加納夏雄
加納 夏雄︵かのう なつお、1828年5月27日︵文政11年4月14日︶ - 1898年︵明治31年︶2月3日[1]︶は、幕末から明治にかけて活躍した金工師。京都出身。
加納夏雄らのデザインを元に製造された竜銀貨。
重要文化財﹁直刀 無銘︵号 水龍剣︶ 附 梨地水龍瑞雲文宝剣﹂、 1873年︵拵えのみ︶、東京国立博物館蔵。
東京美術学校にて。最前列右から5人目
京都柳馬場御池の米屋に生まれる[1]。本姓は伏見。7歳で刀剣商の加納治助の養子となると、ごく自然に鍔や柄の美しさに魅せられると見よう見まねで鏨を握るようになった。その才能を認めた養父母の勧めで12歳の頃から彫金師奥村庄八の元で修行し、線彫り、象嵌などの技法を身に着けた。14歳で円山四条派の絵師・中島来章に師事し写実を極める。1846年19歳で金工師として独立[1]。安政元年︵1854年︶に江戸へ移り[1]、神田に店を構え小柄や鐔などに生命を宿すことに心血を注ぐ。
鏨を斜めに方向け片側で彫ってゆく片切彫を得意とした。明治維新を迎えた後、明治2年︵1869年︶4月に皇室御用を命じられ、刀剣愛好家でもあった明治天皇の太刀飾りを担当した[2]。
さらに同年7月、新政府から新貨幣の原型作成を依頼され、門下生と共に試鋳貨幣の作成を担当した[3]。当初はそれを元にイギリスに極印の作成を依頼する予定だったが、見本を見たイギリス人技師ウォートルスがその完成度の高さから﹁これほどの名工が居るのにわざわざイギリスに依頼する必要はあるまい﹂と驚嘆させ、そのため新貨幣はデザインから型の制作まで全て加納および門下生に一任された[2][4]。

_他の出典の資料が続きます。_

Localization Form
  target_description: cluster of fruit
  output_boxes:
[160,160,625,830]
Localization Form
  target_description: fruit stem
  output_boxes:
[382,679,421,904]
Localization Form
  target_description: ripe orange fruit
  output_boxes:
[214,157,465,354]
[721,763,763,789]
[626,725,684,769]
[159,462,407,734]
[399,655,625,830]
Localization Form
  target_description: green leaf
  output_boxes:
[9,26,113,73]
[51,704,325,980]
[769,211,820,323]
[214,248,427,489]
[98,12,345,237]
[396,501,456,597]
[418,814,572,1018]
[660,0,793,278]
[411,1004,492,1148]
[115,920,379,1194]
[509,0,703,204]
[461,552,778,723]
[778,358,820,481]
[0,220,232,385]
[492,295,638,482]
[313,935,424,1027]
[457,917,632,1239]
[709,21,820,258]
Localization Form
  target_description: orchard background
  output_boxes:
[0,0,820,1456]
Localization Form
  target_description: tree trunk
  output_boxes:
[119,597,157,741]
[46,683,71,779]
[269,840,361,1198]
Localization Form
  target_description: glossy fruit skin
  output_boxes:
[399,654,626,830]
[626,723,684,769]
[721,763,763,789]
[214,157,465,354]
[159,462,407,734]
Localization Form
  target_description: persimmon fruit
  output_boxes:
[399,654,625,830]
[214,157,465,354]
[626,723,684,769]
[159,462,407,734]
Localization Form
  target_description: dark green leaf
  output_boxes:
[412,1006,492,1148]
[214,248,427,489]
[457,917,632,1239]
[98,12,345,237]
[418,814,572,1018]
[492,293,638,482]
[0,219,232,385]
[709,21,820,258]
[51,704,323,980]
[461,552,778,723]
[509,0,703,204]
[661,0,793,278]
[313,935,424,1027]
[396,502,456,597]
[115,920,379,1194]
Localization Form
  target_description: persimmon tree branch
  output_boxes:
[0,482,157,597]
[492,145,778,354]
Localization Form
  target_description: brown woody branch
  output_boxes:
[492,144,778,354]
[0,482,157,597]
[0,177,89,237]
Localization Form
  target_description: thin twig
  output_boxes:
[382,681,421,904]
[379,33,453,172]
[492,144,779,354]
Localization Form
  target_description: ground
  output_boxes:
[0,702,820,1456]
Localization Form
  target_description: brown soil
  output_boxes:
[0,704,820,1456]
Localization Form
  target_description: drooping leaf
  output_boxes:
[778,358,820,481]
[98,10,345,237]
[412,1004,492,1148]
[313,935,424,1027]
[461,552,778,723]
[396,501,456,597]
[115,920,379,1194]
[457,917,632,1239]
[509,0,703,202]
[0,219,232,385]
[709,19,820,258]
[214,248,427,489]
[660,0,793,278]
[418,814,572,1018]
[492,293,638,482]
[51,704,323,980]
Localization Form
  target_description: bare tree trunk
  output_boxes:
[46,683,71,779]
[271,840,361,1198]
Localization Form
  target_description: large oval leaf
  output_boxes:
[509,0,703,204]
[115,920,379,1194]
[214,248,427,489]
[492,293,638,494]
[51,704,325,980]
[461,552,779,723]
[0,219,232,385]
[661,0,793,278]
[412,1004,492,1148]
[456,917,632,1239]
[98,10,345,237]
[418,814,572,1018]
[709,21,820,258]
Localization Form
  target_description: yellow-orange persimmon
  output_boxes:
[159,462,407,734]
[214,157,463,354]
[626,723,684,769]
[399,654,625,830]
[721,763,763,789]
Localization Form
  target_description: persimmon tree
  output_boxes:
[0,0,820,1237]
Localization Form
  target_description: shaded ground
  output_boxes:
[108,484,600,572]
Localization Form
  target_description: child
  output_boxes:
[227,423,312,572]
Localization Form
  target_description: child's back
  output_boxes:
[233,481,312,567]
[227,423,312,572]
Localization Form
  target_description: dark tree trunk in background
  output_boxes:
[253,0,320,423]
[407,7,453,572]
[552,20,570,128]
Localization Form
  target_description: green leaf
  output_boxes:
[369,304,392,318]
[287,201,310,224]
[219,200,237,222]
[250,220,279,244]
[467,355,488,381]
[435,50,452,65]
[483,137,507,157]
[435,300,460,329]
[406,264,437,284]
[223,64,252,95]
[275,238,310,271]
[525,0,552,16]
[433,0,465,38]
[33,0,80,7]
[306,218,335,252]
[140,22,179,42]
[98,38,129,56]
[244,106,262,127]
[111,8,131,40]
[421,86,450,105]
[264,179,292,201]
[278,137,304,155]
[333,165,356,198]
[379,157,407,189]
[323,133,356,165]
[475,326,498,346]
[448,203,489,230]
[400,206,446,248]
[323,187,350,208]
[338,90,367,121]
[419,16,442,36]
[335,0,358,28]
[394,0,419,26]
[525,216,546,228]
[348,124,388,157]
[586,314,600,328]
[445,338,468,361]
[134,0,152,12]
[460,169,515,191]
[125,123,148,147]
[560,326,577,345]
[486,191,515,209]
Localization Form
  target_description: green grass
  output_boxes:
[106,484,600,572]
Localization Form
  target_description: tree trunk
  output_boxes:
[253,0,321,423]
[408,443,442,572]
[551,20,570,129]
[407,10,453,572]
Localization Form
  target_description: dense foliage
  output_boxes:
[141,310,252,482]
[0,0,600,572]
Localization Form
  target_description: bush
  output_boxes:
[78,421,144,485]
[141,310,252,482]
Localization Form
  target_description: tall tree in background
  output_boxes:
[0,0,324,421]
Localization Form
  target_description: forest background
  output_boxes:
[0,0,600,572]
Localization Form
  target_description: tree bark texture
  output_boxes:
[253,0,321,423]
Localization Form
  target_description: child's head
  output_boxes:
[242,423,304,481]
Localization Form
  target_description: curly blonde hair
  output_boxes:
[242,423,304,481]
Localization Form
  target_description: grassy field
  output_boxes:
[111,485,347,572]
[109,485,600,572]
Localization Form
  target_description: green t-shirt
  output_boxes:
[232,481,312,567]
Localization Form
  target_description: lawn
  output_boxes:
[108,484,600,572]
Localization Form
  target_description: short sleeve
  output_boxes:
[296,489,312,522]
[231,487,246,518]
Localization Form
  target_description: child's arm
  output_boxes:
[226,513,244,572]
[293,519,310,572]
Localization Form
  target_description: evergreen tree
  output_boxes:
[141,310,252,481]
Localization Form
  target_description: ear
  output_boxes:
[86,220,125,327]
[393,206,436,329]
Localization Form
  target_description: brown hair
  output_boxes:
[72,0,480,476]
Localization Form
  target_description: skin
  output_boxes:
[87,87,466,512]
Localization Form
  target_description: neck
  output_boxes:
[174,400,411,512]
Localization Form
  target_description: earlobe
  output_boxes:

明治5年︵1872年︶に行われた正倉院宝物修理の際、明治天皇が宝物の一つの聖武天皇が佩剣したとされる8世紀の直刀を気に入り手元に収めた。加納は明治天皇からこの直刀に合う拵えの作成を命じられ、翌明治6年︵1873年︶に完成させ、明治天皇はこれを﹁水龍剣﹂と号して佩用した。なお、昭和32年︵1957年︶に﹁直刀 無銘︵号 水龍剣︶ 附 梨地水龍瑞雲文宝剣﹂として重要文化財に指定されている。
1876年廃刀令が交付されると多くの同業者は廃業に追い込まれるが、加納は注文が引きも切らず煙草入れや根付の名品を作り続ける。またその気品ある作品は海外でも人気を博し、その名は世界中に知れ渡った。
1890年第三回内国勧業博覧会で百鶴図花瓶が一等妙技賞を受賞し、その後宮内省買い上げとなり、明治宮殿桐の間に飾られたと伝えられる。またこの年東京美術学校の教授に就任し[2]、さらに第1回帝室技芸員に選ばれる[1]。
明治天皇の下命により、金具彫刻主任として1896年に﹁沃懸地御紋蒔絵螺鈿太刀拵﹂を完成させ[5]、1903年に川之邊一朝らと共に﹁菊蒔絵螺鈿棚﹂を完成させた。これらは俗にいう﹁明治の三大製作︵三大作︶﹂のうちの2つである[6]。